You are viewing a plain text version of this content. The canonical link for it is here.
Posted to user@cassandra.apache.org by Jens Rantil <je...@tink.se> on 2014/08/29 16:09:39 UTC

Heterogenous cluster and vnodes

Hey,


I have a few of VM host (bare metal) machines with varying amounts of free hard drive space on them. For simplicity let’s say I have three machine like so:
 * Machine 1
  - Harddrive 1: 150 GB available.
 * Machine 2:
  - Harddrive 1: 150 GB available.
  - Harddrive 2: 150 GB available.
 * Machine 3.
  - Harddrive 1: 150 GB available.

I am setting up a Cassandra cluster between them and as I see it I have two options:


1. I set up one Cassandra node/VM per bare metal machine. I assign all free hard drive space to each Cassandra node and I balance the cluster using vnodes proportionally to the amount of free hard drive space (CPU/RAM is not going to be a bottle neck here).


2. I set up four VMs, each running a Cassandra node with equal amount of hard drive space and equal amount of vnodes. Machine 2 runs two VMs.



General question: Is any of these preferable to the other? I understand 1) yields lower high-availability (since nodes are on the same hardware).

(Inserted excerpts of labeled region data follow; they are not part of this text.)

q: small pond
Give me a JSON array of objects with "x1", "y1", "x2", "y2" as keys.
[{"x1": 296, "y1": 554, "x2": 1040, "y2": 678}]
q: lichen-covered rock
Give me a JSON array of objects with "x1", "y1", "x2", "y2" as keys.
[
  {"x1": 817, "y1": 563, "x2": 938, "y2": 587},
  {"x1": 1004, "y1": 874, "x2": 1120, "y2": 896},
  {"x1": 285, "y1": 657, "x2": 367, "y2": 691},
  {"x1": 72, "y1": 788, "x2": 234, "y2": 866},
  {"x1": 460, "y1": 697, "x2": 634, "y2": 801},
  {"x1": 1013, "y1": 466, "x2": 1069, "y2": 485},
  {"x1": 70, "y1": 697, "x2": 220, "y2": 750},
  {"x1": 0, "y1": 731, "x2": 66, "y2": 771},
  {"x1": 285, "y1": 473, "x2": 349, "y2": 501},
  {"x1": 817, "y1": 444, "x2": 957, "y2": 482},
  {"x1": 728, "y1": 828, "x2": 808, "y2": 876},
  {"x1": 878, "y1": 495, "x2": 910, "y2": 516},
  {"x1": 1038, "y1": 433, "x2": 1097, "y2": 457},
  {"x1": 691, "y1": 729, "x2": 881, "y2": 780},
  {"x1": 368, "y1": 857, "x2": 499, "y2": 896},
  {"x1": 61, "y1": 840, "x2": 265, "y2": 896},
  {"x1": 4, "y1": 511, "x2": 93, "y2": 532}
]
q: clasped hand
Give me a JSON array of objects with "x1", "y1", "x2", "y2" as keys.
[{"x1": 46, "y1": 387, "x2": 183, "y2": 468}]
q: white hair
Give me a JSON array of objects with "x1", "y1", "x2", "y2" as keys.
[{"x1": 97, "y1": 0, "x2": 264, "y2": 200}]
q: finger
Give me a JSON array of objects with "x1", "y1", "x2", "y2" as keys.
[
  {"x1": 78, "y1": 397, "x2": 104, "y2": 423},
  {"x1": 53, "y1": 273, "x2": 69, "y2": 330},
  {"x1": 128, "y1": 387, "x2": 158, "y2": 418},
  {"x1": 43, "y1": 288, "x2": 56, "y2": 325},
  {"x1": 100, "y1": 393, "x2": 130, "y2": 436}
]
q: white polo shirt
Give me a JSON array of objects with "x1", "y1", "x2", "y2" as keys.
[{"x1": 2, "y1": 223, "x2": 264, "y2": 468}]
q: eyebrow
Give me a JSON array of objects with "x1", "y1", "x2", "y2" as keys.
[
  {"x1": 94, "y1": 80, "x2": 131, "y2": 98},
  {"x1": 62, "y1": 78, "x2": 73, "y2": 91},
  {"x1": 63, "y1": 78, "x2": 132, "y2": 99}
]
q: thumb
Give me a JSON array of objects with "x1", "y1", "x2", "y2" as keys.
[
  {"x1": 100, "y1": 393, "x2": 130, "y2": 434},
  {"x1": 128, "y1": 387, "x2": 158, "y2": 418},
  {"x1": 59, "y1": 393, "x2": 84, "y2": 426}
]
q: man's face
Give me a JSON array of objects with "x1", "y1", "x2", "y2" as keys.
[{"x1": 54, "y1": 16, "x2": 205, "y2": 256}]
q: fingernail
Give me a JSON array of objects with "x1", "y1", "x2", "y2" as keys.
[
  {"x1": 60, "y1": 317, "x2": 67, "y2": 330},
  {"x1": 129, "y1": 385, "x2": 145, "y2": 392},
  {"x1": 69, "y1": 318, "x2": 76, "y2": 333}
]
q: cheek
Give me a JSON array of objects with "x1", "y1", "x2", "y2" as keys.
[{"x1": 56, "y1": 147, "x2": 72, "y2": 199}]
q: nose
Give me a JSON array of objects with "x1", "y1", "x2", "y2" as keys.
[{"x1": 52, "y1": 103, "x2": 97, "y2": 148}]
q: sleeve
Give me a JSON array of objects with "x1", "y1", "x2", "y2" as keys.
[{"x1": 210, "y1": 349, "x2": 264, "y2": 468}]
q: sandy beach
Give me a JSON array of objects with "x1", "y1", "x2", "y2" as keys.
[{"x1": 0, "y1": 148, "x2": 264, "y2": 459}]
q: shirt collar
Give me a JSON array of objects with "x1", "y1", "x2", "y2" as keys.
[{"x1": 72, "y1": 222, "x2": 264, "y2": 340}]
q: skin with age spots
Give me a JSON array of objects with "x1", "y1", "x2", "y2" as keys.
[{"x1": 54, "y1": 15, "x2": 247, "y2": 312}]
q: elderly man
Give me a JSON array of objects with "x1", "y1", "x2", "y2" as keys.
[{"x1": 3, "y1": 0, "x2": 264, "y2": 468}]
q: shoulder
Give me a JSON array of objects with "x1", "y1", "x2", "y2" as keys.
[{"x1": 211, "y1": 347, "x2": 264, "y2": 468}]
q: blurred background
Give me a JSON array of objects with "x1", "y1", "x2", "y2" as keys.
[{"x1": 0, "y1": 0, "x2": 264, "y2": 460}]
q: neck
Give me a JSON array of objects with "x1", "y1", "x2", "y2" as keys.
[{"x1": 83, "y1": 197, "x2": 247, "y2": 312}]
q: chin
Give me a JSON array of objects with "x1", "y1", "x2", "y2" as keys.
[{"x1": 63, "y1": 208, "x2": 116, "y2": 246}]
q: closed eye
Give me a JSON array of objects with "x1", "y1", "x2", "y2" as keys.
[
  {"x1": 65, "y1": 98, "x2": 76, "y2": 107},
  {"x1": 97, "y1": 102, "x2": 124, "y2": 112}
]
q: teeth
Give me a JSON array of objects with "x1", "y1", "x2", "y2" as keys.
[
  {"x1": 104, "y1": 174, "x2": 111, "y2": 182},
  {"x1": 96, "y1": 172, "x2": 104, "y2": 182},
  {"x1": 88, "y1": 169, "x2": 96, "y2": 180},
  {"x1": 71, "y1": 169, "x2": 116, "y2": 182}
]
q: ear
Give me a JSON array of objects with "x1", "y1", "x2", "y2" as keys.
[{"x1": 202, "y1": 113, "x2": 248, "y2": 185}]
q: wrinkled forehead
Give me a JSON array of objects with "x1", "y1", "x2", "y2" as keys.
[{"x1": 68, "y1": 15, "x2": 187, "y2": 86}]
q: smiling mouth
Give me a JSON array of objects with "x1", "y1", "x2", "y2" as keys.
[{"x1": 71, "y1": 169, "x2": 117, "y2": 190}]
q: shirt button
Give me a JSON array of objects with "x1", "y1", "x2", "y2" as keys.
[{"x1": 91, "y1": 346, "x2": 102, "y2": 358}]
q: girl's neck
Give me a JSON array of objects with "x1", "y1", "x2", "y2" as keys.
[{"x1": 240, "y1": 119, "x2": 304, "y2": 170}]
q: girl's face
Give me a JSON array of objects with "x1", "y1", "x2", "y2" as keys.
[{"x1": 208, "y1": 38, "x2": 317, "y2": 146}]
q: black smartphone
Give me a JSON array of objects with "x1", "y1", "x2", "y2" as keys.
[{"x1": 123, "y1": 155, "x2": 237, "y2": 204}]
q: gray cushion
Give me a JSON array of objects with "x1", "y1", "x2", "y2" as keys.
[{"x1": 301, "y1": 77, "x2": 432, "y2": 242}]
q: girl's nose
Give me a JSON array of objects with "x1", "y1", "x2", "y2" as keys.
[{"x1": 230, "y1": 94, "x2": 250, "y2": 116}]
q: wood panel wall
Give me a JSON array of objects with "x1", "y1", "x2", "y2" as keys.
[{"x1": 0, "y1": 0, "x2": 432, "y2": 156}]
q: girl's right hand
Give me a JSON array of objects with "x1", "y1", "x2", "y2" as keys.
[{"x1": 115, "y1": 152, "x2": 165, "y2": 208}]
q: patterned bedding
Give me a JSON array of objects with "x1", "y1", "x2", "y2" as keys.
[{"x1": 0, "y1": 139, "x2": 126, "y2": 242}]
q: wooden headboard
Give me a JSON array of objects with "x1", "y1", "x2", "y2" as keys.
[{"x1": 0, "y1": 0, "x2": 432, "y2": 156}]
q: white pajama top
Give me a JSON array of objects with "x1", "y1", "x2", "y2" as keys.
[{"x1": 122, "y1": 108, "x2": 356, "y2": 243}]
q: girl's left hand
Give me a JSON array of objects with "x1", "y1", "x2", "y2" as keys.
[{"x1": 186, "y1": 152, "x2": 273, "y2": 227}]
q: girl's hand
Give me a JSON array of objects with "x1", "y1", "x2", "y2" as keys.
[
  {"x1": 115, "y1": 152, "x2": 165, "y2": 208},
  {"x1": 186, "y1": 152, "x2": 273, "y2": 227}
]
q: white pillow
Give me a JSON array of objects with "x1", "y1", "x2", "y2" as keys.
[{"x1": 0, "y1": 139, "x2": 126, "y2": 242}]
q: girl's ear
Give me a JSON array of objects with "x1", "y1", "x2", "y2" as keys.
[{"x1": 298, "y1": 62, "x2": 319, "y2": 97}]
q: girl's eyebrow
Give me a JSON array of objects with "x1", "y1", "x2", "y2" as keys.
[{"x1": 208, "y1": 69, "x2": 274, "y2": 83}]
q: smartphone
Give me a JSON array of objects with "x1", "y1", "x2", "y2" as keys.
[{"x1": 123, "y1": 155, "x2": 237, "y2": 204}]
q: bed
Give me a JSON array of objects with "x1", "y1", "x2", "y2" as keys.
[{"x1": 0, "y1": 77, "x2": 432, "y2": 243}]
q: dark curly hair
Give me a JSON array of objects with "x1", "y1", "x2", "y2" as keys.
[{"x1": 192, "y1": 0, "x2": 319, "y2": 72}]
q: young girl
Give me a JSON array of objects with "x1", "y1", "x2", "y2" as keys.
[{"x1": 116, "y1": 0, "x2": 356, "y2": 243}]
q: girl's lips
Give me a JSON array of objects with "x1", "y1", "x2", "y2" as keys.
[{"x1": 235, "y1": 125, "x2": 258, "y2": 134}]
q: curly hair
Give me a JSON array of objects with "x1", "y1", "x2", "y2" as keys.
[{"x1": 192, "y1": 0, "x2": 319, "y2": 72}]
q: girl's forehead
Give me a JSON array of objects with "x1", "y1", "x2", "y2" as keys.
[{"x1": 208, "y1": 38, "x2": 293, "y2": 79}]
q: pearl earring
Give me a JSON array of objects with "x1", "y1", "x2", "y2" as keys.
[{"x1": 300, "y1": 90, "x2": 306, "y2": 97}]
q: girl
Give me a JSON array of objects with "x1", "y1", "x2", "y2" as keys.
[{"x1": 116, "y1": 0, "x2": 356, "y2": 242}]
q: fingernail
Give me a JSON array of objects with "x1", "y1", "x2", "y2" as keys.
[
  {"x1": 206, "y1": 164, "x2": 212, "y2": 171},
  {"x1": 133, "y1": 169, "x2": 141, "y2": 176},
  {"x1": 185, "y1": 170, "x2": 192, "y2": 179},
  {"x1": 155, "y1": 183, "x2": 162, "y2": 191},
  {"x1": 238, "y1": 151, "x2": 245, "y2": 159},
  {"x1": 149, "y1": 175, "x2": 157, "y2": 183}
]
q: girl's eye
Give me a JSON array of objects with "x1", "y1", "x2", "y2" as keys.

Question about alternative 1: With varying vnodes, can I always be sure that replicas are never put on the same virtual machine? Or is varying vnodes really only useful/recommended when migrating from machines with varying hardware (like mentioned in [1])?


[1] http://www.datastax.com/dev/blog/virtual-nodes-in-cassandra-1-2


Thanks,
Jens
———
Jens Rantil
Backend engineer
Tink AB

Email: jens.rantil@tink.se
Phone: +46 708 84 18 32
Web: www.tink.se

Facebook Linkedin Twitter

Re: Heterogenous cluster and vnodes

Posted by Ben Bromhead <be...@instaclustr.com>.
> Hey,
> 
> I have a few of VM host (bare metal) machines with varying amounts of free hard drive space on them. For simplicity let’s say I have three machine like so:
>  * Machine 1
>   - Harddrive 1: 150 GB available.
>  * Machine 2:
>   - Harddrive 1: 150 GB available.
>   - Harddrive 2: 150 GB available.
>  * Machine 3.
>   - Harddrive 1: 150 GB available.
> 
> I am setting up a Cassandra cluster between them and as I see it I have two options:
> 
> 1. I set up one Cassandra node/VM per bare metal machine. I assign all free hard drive space to each Cassandra node and I balance the cluster using vnodes proportionally to the amount of free hard drive space (CPU/RAM is not going to be a bottle neck here).
> 
> 2. I set up four VMs, each running a Cassandra node with equal amount of hard drive space and equal amount of vnodes. Machine 2 runs two VMs.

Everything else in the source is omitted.